KAPUAS HULU – Kepedulian terhadap kebersihan lingkungan dan semangat toleransi antarumat beragama kembali ditunjukkan oleh personel Satuan Tugas Pengamanan Perbatasan (Satgas Pamtas) RI–Malaysia Kalimantan Barat Sektor Timur dari Yonarmed 13/Nanggala/1/1 Kostrad. Bersama masyarakat, mereka melaksanakan kerja bakti membersihkan Gereja Persekutuan Sidang Kristus (GPSK) Jemaat Bethani di Desa Riam Sejawak, Kecamatan Puring Kencana, Kabupaten Kapuas Hulu.
Kegiatan tersebut menjadi wujud nyata sinergi antara TNI dan masyarakat dalam menjaga kebersihan fasilitas umum, khususnya rumah ibadah. Sejak pagi hari, personel Satgas dan warga bergotong royong membersihkan halaman gereja, memangkas rumput liar, meratakan tanah, serta mengumpulkan dedaunan yang selanjutnya dimanfaatkan menjadi kompos untuk mendukung penghijauan di sekitar area gereja.

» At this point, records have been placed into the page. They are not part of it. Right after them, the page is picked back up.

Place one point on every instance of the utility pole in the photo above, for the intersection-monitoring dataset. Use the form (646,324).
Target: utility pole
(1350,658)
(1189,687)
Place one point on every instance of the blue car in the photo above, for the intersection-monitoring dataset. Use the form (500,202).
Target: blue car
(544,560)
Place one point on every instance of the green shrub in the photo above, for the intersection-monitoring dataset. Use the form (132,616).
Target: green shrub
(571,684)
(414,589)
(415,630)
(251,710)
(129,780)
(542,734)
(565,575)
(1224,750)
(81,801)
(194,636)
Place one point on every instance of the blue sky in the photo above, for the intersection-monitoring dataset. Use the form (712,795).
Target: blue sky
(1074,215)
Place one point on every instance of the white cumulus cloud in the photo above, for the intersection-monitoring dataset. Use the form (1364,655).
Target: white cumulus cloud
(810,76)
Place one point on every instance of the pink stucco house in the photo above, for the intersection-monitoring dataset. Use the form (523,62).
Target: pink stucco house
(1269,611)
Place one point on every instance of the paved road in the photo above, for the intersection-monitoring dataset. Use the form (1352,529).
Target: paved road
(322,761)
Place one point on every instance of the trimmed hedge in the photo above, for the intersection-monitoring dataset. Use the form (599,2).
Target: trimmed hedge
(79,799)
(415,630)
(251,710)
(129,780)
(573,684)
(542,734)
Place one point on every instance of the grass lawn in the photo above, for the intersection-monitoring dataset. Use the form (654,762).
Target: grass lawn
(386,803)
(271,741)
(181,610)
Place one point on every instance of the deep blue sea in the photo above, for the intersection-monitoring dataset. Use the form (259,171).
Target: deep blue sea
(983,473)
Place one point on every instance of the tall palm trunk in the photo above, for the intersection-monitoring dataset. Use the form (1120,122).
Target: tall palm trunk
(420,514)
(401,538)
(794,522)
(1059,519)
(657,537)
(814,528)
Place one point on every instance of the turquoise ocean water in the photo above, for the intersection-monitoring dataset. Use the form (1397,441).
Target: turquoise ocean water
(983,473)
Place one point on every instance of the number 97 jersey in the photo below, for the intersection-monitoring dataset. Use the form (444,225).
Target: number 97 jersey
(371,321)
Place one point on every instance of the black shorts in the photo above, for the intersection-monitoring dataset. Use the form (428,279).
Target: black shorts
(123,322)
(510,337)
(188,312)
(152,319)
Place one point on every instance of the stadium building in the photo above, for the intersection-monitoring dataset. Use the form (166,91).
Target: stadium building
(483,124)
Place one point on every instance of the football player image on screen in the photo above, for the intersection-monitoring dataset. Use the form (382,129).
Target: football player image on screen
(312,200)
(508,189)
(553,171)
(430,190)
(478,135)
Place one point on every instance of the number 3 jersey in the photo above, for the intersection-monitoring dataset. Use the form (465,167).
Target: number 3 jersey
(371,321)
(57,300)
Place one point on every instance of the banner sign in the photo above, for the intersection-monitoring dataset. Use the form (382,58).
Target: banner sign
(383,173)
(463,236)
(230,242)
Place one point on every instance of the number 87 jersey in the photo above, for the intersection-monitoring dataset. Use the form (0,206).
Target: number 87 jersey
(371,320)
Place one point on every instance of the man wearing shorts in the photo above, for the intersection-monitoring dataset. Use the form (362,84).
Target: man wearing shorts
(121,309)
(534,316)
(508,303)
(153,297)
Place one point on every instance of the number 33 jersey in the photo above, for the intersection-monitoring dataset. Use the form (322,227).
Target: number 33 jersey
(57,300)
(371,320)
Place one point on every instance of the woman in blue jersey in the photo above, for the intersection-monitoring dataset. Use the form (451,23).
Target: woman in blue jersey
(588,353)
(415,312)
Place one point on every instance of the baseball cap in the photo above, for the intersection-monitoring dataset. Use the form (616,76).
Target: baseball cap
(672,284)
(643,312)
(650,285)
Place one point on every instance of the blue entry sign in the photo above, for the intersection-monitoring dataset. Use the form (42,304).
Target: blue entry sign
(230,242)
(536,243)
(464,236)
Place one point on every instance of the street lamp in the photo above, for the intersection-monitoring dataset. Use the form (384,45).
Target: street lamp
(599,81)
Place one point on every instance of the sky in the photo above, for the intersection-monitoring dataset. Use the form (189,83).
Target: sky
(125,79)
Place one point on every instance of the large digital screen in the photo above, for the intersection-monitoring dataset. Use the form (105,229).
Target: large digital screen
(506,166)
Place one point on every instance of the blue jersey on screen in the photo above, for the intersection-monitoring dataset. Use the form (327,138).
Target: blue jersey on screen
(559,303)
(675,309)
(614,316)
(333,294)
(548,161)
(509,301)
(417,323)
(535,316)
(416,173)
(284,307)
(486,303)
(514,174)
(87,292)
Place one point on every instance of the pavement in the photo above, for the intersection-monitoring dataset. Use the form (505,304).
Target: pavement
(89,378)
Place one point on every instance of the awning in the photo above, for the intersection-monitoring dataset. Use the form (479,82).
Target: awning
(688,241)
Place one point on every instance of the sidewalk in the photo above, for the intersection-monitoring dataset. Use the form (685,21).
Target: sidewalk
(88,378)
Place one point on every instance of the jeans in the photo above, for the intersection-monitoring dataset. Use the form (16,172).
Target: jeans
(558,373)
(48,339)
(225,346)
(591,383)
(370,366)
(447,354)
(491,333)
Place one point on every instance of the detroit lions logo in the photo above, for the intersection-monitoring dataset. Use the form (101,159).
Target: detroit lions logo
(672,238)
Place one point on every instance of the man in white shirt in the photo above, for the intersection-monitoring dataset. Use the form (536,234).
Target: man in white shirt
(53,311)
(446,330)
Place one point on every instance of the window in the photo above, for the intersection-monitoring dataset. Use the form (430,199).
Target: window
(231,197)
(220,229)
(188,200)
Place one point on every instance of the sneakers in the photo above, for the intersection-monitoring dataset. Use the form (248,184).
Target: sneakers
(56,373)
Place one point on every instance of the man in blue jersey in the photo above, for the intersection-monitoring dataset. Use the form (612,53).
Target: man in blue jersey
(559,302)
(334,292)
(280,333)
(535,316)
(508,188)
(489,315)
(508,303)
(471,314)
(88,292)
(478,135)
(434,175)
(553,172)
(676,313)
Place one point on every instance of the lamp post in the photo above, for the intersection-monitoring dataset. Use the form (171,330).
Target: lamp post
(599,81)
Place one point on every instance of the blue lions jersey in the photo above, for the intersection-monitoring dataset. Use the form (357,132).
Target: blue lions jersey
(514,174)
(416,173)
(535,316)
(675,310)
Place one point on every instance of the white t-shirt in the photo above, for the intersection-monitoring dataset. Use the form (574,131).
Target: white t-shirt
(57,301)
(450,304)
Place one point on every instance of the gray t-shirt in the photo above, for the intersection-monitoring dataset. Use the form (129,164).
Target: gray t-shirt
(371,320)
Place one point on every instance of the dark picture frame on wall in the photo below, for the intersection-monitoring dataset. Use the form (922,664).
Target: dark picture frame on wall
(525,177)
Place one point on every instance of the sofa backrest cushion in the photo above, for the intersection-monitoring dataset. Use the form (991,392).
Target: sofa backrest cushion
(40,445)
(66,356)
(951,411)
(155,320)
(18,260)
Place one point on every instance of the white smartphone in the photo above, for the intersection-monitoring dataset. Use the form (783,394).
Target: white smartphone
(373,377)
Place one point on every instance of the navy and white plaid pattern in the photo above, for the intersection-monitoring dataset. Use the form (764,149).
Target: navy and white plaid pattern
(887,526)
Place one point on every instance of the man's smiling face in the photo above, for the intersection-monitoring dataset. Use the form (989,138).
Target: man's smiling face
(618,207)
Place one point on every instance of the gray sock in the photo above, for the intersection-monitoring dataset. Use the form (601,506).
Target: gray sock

Dengan menggunakan peralatan sederhana seperti cangkul dan parang, seluruh peserta bekerja bahu-membahu menciptakan lingkungan gereja yang bersih, sehat, dan nyaman sehingga dapat memberikan kenyamanan bagi jemaat saat melaksanakan ibadah.
Kehadiran prajurit Satgas Pamtas dalam kegiatan tersebut mendapat apresiasi dari tokoh agama dan masyarakat setempat. Mereka menilai kepedulian TNI tidak hanya membantu menjaga kebersihan lingkungan, tetapi juga mampu menumbuhkan semangat gotong royong serta meningkatkan kesadaran masyarakat untuk terus merawat fasilitas umum secara bersama-sama.
Lebih dari sekadar kerja bakti, kegiatan ini menjadi simbol kuatnya hubungan harmonis antara TNI dan masyarakat di wilayah perbatasan. Melalui kebersamaan tersebut, nilai-nilai toleransi, persaudaraan, dan kemanunggalan TNI dengan rakyat terus dipelihara sebagai fondasi dalam menjaga persatuan dan memperkuat kehidupan bermasyarakat di kawasan perbatasan Indonesia.